Understanding the Perpetual Ecosystem Basis Trading Protocol Lemma: How to Achieve Arbitrage in Perpetual Contracts?
Written by: angelilu
During last year's DeFi Summer, the success of the AMM mechanism showcased the scalability of on-chain finance, leading to changes in the previously centralized perpetual contract market landscape. Decentralized perpetual contract platforms began to emerge, but due to issues such as performance and depth, there were not many users and funds on these platforms. However, with the launch of various Layer 2 solutions this year, decentralized derivatives platforms have rapidly developed by overcoming performance issues, with new projects emerging continuously and leading projects developing their own ecosystems.
In February of this year, the decentralized perpetual contract trading platform Perpetual Protocol achieved a daily trading volume exceeding $100 million, leveraging the relatively fast and low-cost sidechain xDai. In the new V2 version, Perpetual will launch on the Ethereum Layer 2 network Arbitrum and will utilize the liquidity of Uniswap V3.
Meanwhile, Perpetual's ecosystem is also developing, with the basis trading protocol Lemma Finance being one of the first to receive funding from the Perpetual ecosystem fund, providing a platform for automated arbitrage using perpetual contracts in the decentralized market.
What is Lemma Finance
In traditional finance, basis refers to the difference between the spot price and the futures price. By applying the concept of basis, investors can hedge against price changes in the spot market by simultaneously engaging in equal but opposite buy and sell activities in the spot and futures markets for the same category of goods.
Perpetual contracts are a unique type of derivative trading in cryptocurrency, and the funding rate is a specific model within perpetual contracts, referring to the periodic payments made to long or short traders based on the difference between the perpetual contract market and the spot price. In perpetual futures contracts, when there are more long traders for a certain asset, it drives up the futures price, causing the perpetual futures contract price to be higher than the spot price. At this point, the basis is negative, and the funding rate is positive. To balance supply and demand, long traders must pay fees to short traders (suppressing long positions and incentivizing short positions), and vice versa.

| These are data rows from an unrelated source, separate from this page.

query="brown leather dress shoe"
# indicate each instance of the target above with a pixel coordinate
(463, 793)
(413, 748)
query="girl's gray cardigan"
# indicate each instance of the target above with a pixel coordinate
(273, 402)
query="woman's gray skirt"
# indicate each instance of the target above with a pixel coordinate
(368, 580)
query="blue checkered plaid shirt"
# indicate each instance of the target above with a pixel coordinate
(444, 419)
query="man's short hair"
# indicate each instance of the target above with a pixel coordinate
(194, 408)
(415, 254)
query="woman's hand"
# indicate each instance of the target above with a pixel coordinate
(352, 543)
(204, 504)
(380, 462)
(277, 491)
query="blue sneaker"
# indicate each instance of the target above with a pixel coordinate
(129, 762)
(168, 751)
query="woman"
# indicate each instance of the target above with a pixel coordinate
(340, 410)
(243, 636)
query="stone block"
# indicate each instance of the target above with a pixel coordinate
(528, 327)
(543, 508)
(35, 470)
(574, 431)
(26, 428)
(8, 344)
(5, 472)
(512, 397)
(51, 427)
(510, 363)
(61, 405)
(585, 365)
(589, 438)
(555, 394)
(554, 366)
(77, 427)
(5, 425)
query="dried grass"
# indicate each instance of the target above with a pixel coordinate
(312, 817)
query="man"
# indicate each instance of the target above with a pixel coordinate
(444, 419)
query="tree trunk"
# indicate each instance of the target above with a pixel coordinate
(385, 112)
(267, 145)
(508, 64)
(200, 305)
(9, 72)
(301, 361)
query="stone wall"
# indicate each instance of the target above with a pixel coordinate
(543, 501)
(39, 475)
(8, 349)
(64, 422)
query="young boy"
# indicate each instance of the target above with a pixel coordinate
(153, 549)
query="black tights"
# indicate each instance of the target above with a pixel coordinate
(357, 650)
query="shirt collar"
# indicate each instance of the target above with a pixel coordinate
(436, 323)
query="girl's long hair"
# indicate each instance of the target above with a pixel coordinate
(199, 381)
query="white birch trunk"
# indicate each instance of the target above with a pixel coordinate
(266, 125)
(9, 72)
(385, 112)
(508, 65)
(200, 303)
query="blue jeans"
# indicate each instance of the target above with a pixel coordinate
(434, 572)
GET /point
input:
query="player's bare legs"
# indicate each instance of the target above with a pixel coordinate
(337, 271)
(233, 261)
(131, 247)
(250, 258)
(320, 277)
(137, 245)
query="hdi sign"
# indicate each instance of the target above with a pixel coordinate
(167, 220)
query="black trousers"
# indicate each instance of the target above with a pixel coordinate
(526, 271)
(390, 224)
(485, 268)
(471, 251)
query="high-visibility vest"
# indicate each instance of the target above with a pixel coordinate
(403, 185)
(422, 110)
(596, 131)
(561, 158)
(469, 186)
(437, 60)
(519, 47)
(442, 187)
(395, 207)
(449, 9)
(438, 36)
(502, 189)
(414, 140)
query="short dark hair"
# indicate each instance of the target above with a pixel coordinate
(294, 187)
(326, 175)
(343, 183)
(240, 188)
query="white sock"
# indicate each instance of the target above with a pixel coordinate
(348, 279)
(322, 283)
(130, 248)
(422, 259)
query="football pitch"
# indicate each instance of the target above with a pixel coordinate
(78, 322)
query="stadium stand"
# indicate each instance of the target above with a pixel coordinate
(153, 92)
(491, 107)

Some professional traders utilize the funding rate model to earn profits while hedging certain risks, but this operation requires a level of expertise and has certain thresholds. Therefore, Lemma combines the funding rate arbitrage model using smart contracts, allowing users to simply deposit funds into Lemma, which will automatically execute trades to achieve arbitrage.
Lemma's Strategy
Lemma currently integrates with the decentralized derivatives trading platform Perpetual, supporting ETH as the asset type. According to its official documentation, after users deposit ETH into the platform, Lemma first checks the current funding rate situation on the decentralized derivatives exchange and then selects the corresponding hedging profit method.
For example, in the current situation, the funding rate for Perpetual's ETH contract has remained negative for some time, indicating that the amount of short positions exceeds that of long positions, which means it is in a "short pays long" situation. In this case, Lemma will first sell all the Ethereum deposited by the user and convert it into USDC. Then, it will buy a long position on Perpetual equivalent to the amount of Ethereum the user deposited. This way, the overall Ethereum holdings of the platform will match the user's deposit, while also earning additional funding income from the "short pays long" situation. Lemma will also reinvest the received funding fees to buy more Ethereum long contracts, providing users with more returns.
When the funding rate is positive, meaning the platform is in a "long pays short" situation, Lemma will deposit half of the user's Ethereum assets into the Perpetual platform to open a short position, thereby hedging the price fluctuation risk of the remaining half of the assets in the platform. This portion of the short position will regularly receive funding income from "long pays short."
Of course, in practice, Lemma's strategy may be much more complex, influenced by factors such as gas costs, slippage, and market conditions. In simple terms, when the funding rate of the contract platform chosen by Lemma is negative, the platform will convert the user's deposited Ethereum spot into an equivalent long position to earn additional funding fee income. When the funding rate is positive, the platform will hedge the price fluctuation risk of the short position using the spot while earning the funding fee from the short position.
Conclusion
Lemma Finance is currently in the testing phase, and during testing, it has reached its funding limit. The team indicates that the protocol may also face various risks such as negative funding rates, slippage, and other fees. The protocol operates through smart contracts deployed on the Ethereum blockchain, and future upgrades and modifications will increasingly be managed in a community-driven manner. Lemma's official documentation states that it will integrate more exchanges, and Perpetual has announced that Lemma will soon be deployed on the Arbitrum mainnet, possibly related to the upcoming launch of Perpetual V2 on Arbitrum.